Toby Young has left his role as head of a charity supporting the Government's flagship free schools, it has been announced.
The journalist-turned-free school pioneer said he stepped down because media attention had become a distraction from the work of the New Schools Network (NSN) - which has run the government contract to support groups applying to set up free schools.
A statement published on the NSN website said: "The Trustees of New Schools Network today announced that Toby Young has resigned.
"Toby has concluded that the media attention his continuing presence at the helm of NSN is attracting has become a distraction from the vital work it is doing and, for that reason, he has decided to step down."
In January, ministers faced a backlash over appointing Mr Young as a board member of the new Office for Students after details emerged of a string of controversial comments he had made on social media.
The appointment created a storm of controversy, with a petition calling for him to be sacked gathering more than 220,000 signatures.
Nine days after it was announced, Mr Young resigned from the post and apologised for the comments.
In the statement, the trustees said they are "grateful for Toby's work" and will announce the appointment for an interim director in due course.

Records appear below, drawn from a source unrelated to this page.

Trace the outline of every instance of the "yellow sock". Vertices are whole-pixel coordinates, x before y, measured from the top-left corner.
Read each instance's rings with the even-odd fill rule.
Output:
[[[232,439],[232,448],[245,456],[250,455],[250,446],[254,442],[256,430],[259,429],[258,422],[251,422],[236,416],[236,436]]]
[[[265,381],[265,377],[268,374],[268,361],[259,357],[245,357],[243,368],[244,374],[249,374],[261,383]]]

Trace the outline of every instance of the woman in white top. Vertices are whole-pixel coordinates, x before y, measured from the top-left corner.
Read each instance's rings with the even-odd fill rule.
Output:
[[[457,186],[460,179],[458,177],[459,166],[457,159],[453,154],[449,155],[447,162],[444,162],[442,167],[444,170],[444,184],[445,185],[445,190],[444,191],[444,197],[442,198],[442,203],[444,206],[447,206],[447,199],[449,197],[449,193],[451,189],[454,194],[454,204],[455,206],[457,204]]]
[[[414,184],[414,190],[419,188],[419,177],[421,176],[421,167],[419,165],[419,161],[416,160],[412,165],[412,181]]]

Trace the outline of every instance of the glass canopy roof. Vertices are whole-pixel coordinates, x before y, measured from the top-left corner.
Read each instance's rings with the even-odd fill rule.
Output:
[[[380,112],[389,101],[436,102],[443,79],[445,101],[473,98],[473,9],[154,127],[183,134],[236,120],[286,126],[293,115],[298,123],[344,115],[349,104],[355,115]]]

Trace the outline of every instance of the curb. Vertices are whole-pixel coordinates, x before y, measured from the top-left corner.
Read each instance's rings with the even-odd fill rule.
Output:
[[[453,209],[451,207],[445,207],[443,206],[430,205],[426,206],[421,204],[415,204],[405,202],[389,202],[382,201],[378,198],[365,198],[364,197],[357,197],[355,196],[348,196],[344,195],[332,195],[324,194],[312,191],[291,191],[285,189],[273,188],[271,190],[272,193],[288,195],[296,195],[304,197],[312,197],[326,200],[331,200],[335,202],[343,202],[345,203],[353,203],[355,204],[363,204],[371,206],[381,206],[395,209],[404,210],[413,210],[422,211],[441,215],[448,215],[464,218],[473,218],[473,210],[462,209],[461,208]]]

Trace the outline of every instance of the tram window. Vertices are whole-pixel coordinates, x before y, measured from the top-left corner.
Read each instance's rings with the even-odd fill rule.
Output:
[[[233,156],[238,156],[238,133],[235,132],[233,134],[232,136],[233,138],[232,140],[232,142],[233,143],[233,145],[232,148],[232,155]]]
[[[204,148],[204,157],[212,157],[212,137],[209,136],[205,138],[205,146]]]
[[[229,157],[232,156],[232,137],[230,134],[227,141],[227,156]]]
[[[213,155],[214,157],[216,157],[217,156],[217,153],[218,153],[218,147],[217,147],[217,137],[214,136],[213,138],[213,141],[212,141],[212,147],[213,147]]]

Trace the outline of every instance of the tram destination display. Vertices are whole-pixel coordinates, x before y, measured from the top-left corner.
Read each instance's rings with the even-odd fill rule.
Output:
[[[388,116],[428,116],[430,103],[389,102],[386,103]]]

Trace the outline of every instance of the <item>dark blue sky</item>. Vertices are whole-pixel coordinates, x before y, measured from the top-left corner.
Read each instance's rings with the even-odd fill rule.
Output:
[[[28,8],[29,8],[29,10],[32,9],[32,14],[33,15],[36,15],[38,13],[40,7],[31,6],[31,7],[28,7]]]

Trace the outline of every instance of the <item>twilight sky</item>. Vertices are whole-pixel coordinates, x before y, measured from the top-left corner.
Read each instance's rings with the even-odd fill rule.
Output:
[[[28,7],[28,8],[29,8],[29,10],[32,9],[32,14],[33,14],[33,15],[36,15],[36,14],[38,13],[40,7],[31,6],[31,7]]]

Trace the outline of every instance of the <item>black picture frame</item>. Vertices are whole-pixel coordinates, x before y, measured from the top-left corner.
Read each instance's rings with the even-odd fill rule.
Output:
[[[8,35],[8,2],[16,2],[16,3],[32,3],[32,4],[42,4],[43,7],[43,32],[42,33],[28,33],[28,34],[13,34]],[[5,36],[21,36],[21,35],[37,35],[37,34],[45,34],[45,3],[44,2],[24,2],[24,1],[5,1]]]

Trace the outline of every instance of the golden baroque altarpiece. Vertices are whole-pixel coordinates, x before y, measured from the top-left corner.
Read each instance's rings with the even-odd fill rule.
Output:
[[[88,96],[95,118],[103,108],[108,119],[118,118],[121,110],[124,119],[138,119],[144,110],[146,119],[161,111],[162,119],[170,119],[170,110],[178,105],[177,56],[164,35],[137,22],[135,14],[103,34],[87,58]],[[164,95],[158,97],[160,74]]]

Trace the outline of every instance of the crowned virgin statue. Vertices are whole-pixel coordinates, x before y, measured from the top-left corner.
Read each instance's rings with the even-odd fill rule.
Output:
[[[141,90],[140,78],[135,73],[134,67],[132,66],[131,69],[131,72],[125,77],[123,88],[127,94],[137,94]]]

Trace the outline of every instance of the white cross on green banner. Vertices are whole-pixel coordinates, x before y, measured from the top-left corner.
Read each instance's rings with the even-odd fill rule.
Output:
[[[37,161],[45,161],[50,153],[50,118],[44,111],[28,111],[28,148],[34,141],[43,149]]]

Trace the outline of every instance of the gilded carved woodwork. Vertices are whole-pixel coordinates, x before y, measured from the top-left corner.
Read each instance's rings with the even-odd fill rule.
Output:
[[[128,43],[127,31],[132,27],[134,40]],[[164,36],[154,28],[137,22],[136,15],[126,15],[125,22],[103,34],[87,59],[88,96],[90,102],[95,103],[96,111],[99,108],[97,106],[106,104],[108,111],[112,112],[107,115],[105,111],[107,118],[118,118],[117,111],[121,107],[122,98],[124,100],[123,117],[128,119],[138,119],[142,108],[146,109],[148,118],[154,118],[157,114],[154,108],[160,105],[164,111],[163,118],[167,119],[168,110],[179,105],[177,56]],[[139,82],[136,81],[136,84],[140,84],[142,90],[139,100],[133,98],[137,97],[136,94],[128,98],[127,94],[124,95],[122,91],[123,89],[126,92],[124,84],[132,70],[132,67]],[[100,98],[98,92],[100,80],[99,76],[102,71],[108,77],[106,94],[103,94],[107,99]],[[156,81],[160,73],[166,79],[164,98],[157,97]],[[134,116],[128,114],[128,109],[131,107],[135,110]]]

In his own statement, Mr Young said: "NSN is a wonderful charity and it has been a great honour to serve as its director.
"Free schools are more likely to be rated Outstanding by Ofsted than all other types of schools, are more popular with parents and are getting better results.
"That extraordinary success story is due to the hard work and commitment of the groups who have set up those schools, as well as their governors, staff and students.
"But NSN's staff also deserve some of the credit.
"NSN has worked with over two-thirds of the 691 free schools that have opened or been approved to open so far and the charity will, I am sure, remain at the heart of what is proving to be the most successful education policy of the post-war period."
Mr Young founded the West London Free School, the first free school to sign a funding agreement in 2011, and took up the post at the NSN in January last year.
It has been reported that he was paid around £90,000 a year for the role.
The NSN is a charity set up in 2009 that has been responsible for delivering the Government's free school programme.
Free schools - a key plank of Conservative education policy introduced under David Cameron - are new state schools set up by groups including charities, parents and teachers.
It was reported by the Guardian on Thursday that ministers have agreed to reappoint the NSN to run the government contract supporting groups applying to open free schools.
The Government has not commented on this.
A Department for Education spokesman said: "The role of director is entirely a matter for New Schools Network's trustees."